Just prior to the taking of Phnom Penh, the former head of state, Prince Norodom Sihanouk, who had lived there under virtual house arrest, was permitted to leave the country for China. From there, he traveled to New York, where he addressed the UN Security Council in January on behalf of his recent jailers, in a futile endeavor to secure the withdrawal of Vietnamese forces from Cambodia. His action did, however, tend to undermine the Heng Samrin government, which failed to win widespread international recognition. Indeed, the ousted Pol Pot government retained its seat at the UN and the formal recognition of Western states and members of the Association of Southeast Asian Nations.

Representatives of the ousted Pol Pot government assiduously attended international conferences in order to sustain its international credentials. In May, Ieng Thirith, Pol Pot's minister of social welfare and the wife of Ieng Sary, represented Cambodia at the UN Conference on Trade and Development in Manila. And in June a Pol Pot delegation was seated instead of one from the Heng Samrin government, at a preparatory, pre-summit meeting of nonaligned states held in Colombo, Sri Lanka. However, at the summit itself, held in Havana, Cuba, in early September, the Cambodian seat was left vacant, with the future status of the Pol Pot regime referred to a special committee for future study.

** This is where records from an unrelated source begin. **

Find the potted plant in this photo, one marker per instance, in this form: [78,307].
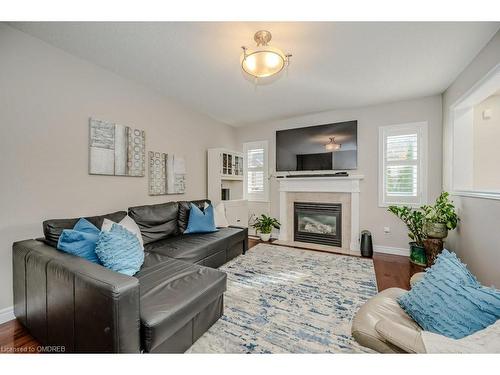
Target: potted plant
[264,225]
[414,220]
[440,217]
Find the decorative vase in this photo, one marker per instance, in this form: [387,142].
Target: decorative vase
[417,254]
[436,230]
[265,236]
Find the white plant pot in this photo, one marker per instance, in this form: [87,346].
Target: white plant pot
[265,236]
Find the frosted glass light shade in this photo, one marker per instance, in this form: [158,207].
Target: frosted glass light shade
[263,61]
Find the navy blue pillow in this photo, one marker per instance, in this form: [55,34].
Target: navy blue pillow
[81,240]
[201,221]
[450,301]
[120,250]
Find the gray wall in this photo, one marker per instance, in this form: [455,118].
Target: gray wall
[373,218]
[46,99]
[477,240]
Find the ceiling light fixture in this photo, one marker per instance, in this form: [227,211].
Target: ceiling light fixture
[263,61]
[332,146]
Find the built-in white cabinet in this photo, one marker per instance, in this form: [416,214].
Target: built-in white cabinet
[225,184]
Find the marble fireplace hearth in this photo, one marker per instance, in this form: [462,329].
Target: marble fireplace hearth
[340,190]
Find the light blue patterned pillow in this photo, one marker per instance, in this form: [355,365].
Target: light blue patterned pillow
[450,301]
[80,241]
[120,250]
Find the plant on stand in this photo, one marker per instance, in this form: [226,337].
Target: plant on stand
[264,225]
[440,217]
[414,220]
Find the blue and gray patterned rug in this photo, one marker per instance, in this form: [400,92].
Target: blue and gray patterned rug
[286,300]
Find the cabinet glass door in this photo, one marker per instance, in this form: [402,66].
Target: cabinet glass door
[229,164]
[224,163]
[240,166]
[236,166]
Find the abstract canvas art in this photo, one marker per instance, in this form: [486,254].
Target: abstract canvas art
[167,174]
[157,173]
[115,149]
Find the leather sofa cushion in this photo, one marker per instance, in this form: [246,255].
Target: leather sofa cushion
[183,216]
[157,221]
[194,247]
[172,293]
[382,306]
[53,228]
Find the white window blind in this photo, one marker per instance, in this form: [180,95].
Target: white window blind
[256,171]
[402,169]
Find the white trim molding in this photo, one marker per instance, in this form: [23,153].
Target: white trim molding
[391,250]
[346,184]
[7,314]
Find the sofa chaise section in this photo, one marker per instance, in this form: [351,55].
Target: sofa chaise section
[179,302]
[66,300]
[176,296]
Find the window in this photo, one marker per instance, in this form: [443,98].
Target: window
[256,171]
[402,164]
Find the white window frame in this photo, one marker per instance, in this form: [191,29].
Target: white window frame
[421,129]
[264,196]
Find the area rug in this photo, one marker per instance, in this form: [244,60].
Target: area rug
[286,300]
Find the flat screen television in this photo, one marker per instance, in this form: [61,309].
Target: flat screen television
[305,149]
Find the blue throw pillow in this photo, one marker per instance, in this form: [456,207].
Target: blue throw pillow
[450,301]
[80,241]
[201,221]
[120,250]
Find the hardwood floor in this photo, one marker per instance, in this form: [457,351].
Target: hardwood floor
[390,270]
[15,339]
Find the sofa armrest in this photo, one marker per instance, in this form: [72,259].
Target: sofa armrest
[66,300]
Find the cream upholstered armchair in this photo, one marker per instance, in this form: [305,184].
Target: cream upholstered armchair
[382,325]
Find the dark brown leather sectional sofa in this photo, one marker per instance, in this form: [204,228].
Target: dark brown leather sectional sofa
[175,297]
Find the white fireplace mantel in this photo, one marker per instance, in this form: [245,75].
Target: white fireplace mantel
[344,184]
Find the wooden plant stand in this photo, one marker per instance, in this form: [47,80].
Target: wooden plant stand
[433,247]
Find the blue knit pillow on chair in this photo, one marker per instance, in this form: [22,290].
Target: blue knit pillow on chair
[120,250]
[450,301]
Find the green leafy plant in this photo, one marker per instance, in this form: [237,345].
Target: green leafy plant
[265,224]
[443,212]
[414,220]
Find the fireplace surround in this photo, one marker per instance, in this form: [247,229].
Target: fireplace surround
[319,223]
[344,190]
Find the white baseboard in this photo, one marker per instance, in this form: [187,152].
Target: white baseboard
[7,314]
[392,250]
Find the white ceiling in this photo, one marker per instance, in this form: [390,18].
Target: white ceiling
[334,65]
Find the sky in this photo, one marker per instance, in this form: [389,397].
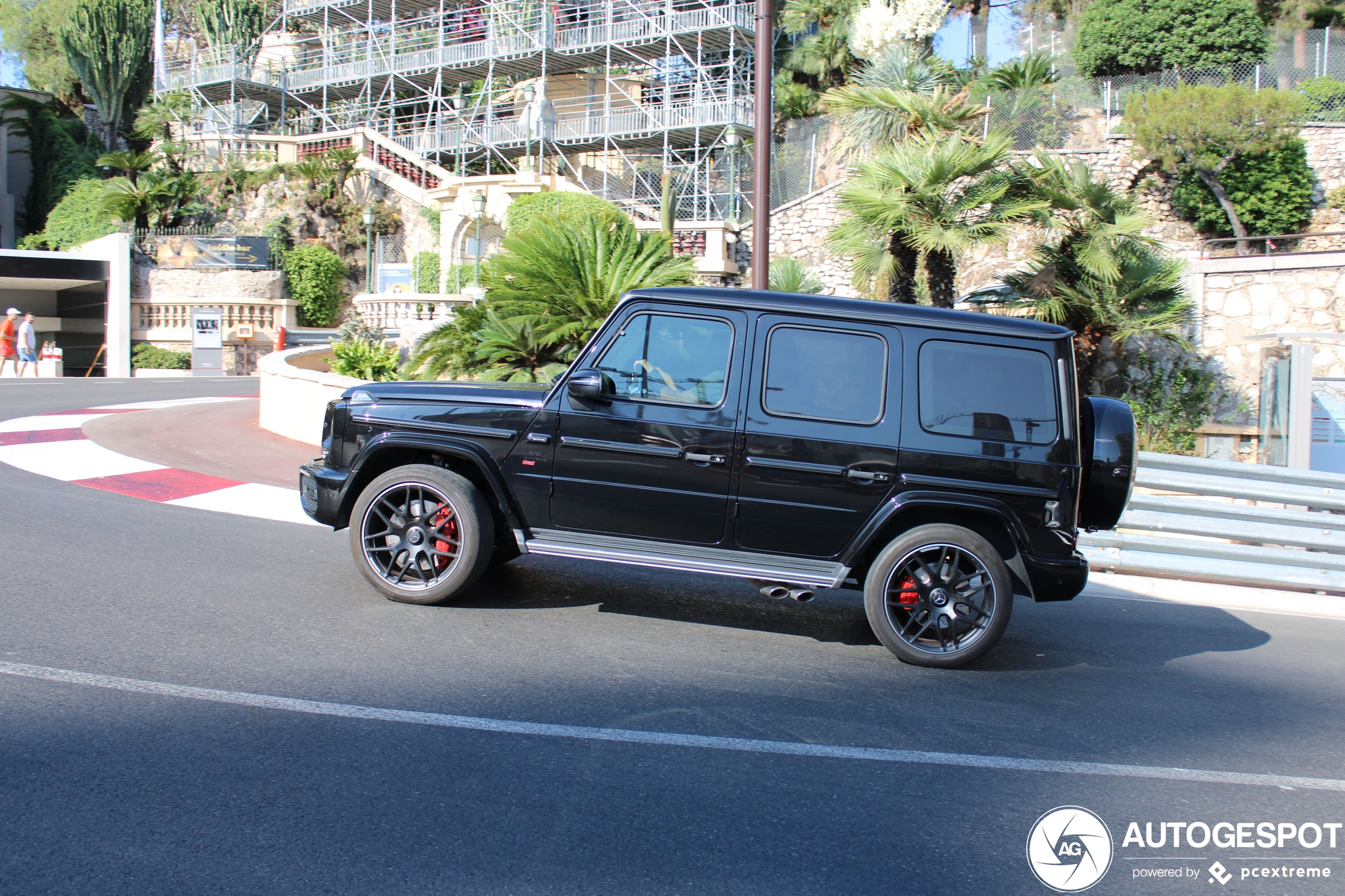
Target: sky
[952,41]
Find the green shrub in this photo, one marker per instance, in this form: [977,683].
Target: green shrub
[317,283]
[159,359]
[1325,98]
[365,360]
[1273,194]
[1122,37]
[77,218]
[529,207]
[1171,401]
[427,273]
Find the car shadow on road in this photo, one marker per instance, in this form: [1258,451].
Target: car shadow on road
[1094,632]
[545,583]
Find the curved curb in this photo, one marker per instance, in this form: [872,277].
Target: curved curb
[54,445]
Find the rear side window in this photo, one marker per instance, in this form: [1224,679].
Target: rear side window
[668,358]
[825,375]
[988,393]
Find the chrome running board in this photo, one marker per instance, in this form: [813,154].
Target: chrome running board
[685,558]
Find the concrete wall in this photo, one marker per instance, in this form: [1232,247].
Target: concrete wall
[295,398]
[1246,297]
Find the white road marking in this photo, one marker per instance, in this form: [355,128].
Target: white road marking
[173,402]
[662,739]
[252,499]
[48,422]
[76,460]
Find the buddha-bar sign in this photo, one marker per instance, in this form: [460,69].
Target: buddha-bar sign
[248,253]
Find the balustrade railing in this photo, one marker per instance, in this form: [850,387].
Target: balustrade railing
[178,315]
[394,311]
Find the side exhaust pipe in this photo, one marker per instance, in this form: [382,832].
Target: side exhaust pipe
[783,590]
[771,589]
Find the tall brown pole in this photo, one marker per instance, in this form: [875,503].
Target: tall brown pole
[764,103]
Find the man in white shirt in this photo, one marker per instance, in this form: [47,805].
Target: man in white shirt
[28,346]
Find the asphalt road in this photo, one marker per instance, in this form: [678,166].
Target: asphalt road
[106,792]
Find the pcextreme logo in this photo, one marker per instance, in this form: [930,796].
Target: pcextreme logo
[1070,849]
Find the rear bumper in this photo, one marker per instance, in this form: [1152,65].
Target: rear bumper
[1056,578]
[320,491]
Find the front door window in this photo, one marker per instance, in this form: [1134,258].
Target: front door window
[666,358]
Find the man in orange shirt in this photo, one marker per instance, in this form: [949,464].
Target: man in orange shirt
[8,339]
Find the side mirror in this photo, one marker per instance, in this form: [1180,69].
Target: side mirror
[586,388]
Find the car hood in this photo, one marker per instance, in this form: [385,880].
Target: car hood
[464,391]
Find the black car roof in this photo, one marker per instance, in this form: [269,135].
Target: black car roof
[860,310]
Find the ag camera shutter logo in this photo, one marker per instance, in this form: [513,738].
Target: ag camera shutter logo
[1070,849]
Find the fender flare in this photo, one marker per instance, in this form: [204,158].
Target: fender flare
[458,448]
[907,500]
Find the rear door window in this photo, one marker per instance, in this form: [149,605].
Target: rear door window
[988,393]
[825,375]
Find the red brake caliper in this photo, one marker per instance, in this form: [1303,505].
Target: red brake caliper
[907,594]
[451,531]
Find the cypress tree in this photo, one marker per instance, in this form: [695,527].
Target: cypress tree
[106,42]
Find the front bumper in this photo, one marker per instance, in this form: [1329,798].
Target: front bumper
[320,491]
[1056,578]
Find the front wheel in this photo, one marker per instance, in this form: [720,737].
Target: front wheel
[938,595]
[422,533]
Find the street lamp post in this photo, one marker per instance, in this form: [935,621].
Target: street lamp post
[764,105]
[458,101]
[527,113]
[479,207]
[732,139]
[369,246]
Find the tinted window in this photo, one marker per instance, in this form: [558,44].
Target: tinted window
[988,393]
[662,358]
[823,374]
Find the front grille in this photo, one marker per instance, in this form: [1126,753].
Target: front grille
[308,492]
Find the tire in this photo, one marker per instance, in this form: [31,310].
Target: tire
[938,595]
[402,533]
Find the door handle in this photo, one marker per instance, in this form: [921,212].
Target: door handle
[705,458]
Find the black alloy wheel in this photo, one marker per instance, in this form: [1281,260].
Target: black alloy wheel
[939,595]
[422,533]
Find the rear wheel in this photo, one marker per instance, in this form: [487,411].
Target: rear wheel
[422,533]
[938,595]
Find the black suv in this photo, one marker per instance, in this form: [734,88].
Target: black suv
[935,460]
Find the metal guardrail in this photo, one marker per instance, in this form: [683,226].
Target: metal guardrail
[1299,545]
[1269,243]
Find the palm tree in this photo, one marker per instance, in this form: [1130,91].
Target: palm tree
[788,276]
[226,178]
[342,161]
[155,198]
[156,123]
[931,195]
[451,347]
[311,171]
[1089,218]
[1098,273]
[1023,73]
[899,93]
[132,163]
[1145,297]
[516,354]
[564,275]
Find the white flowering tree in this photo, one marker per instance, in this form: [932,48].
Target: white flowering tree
[878,26]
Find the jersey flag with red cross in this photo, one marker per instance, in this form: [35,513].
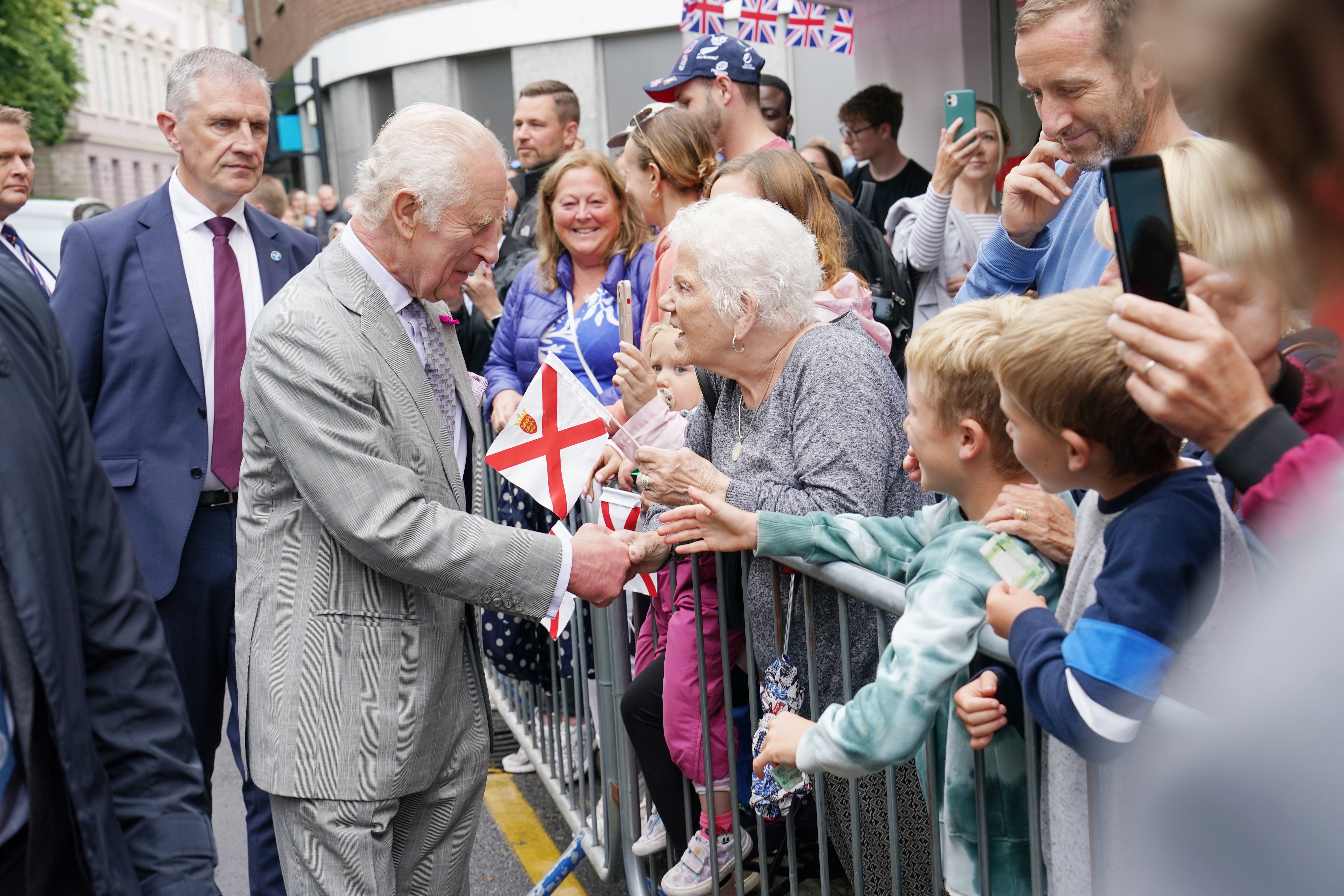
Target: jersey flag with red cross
[554,440]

Since the invasion, Cambodia has been dominated by the Vietnamese, militarily and politically. Tens of thousands of Vietnamese troops were in the country, along with a few thousand Laotians. Initially, the new government seemed a welcome relief from the terror of Pol Pot's rule. By the middle of the year, however, there were indications of a revival of the traditional Khmer antagonism toward the Vietnamese, including reports of armed clashes between Vietnamese troops and forces of the Heng Samrin government. The evident concern of the Heng Samrin government about the threat to its legitimacy posed by the continued presence of Vietnamese troops was demonstrated in a speech made by the new foreign minister, Hun Sen, to government cadres in July. He stated that the presence of Vietnamese troops did not mean any loss of the country's independence, sovereignty, or territorial integrity and that they would withdraw "as soon as the remnants of the Pol Pot—Ieng Sary clique, the Chinese reactionaries, and other imperialists stop threatening the territorial integrity and sovereignty of Kampuchea."

Area and population.

Area, 69,898 sq. mi. Pop. (1979), variously estimated at 4-9 million.

Government.

Socialist state. Pres. of People's Revolutionary Council, Heng Samrin.

Finance.

Former official monetary unit, riel. Local currency not yet restored.